The problem with my features in Office was that they all passed the INTERNET_FLAG_NO_UI flag to WinINET, or ran atop WinHTTP, which explicitly doesn’t include any user-interface, including dialogs. The result of this was that in an environment with a BASIC/DIGEST proxy, all requests failed. In order to work properly in such environments, the application must itself supply the needed credentials to the network stack (e.g. for WinINET, call InternetSetOption, passing the INTERNET_OPTION_PROXY_PASSWORD and INTERNET_OPTION_PROXY_USERNAME option flags) to avoid the need to prompt the user.

I added a new rule to Fiddler that made it simple to test products for this problem:

iodfo8.png

When the Require Proxy Authentication box is checked, Fiddler automatically responds to any request lacking a Proxy-Authorization header with a HTTP/407 response containing a Proxy-Authenticate header specifying the authentication scheme required:

GET /ua.aspx HTTP/1.1

Accept: text/html, application/xhtml+xml, */*

User-Agent: Mozilla/5.0 (compatible; MSIE 9.0; Windows NT 6.1; WOW64; Trident/5.0)

Host: EnhanceIE.com - Your source for Internet Explorer Enhancements

HTTP/1.1 407 Proxy Auth Required

Connection: close

Proxy-Authenticate: Basic realm="FiddlerProxy (username: 1, password: 1)"

Content-Type: text/html

<html><body>[Fiddler] Proxy Authentication Required.<BR> </body></html>

A client that supports manual proxy authentication will then prompt the user for the username and password:

2v7sz15.png

The client will then reissue the same request, supplying the provided credentials (base64-encoded) in the Proxy-Authorization header:

GET /ua.aspx HTTP/1.1

Accept: text/html, application/xhtml+xml, */*

Proxy-Authorization: Basic MTox

User-Agent: Mozilla/5.0 (compatible; MSIE 9.0; Windows NT 6.1; WOW64; Trident/5.0)

Host: EnhanceIE.com - Your source for Internet Explorer Enhancements

If the client fails to collect the credentials, it will typically treat the HTTP/407 response as fatal and will show an error message or fail silently.

When you try this, you can find broken scenarios all over. For instance, when I tried to post this blog using Windows Live Writer, the following error message was shown:

5086.image_5F00_1CBB6A43.png

Afterward, I was prompted to re-enter my credentials for the web server—there was no way to supply the credentials required by the proxy!

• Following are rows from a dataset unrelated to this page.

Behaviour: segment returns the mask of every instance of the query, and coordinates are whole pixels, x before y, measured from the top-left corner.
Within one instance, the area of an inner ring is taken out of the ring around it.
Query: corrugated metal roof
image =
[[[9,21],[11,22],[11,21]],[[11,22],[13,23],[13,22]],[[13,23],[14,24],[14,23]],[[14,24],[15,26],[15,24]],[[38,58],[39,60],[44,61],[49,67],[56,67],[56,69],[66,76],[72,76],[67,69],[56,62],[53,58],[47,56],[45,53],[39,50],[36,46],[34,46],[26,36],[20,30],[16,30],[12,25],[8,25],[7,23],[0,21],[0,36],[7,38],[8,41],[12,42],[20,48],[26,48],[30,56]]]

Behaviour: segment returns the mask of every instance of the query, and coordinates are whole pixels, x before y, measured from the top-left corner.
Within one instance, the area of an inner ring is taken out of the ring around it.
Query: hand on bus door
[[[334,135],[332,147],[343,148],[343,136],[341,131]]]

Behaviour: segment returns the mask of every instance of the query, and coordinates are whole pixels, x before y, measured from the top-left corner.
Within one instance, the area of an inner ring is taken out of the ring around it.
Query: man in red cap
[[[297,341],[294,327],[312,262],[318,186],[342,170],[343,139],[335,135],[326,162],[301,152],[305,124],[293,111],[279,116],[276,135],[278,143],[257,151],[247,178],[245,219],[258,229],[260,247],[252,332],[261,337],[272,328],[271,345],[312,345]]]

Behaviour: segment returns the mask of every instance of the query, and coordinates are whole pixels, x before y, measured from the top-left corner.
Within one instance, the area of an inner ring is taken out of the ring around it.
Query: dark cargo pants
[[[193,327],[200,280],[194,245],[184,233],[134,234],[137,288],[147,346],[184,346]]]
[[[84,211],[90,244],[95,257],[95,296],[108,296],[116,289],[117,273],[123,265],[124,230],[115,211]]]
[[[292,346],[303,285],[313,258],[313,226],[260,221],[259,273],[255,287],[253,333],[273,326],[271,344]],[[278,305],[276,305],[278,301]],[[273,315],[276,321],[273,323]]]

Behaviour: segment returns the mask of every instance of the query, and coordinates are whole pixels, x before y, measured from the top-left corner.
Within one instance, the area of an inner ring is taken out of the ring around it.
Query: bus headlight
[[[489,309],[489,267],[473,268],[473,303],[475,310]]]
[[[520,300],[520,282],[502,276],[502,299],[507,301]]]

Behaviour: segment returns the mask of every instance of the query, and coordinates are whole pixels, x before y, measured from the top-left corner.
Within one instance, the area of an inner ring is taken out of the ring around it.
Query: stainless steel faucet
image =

Sometimes, an otherwise failing scenario may pass depending on what happens earlier in a process. For instance, if you enable the Fiddler rule, then launch IE to about:blank you will find that Search Suggestions from the Address bar don’t work, showing “An error occurred.”

nl4oiu.png

Notably, if you subsequently navigate the tab to a web page, IE will prompt you for proxy credentials using the CredUI dialog box shown above. After you supply those credentials, the Search Suggestions feature starts working—that’s because the proxy credentials are cached for the lifetime of the process.

In other cases, failure are silent and there’s no notice to the user. For instance, many background updaters are based on BITS/WinHTTP and will fail silently when a HTTP/407 is encountered. Similarly, Windows’ CAPI component’s Certificate Revocation Checks will fail because the svchost.exe process doesn’t have the required proxy credentials.

If you need to sell your software into an enterprise that uses proxies, or just want to make your software robust against even uncommon network configurations, be sure to test manual proxy authentication scenarios!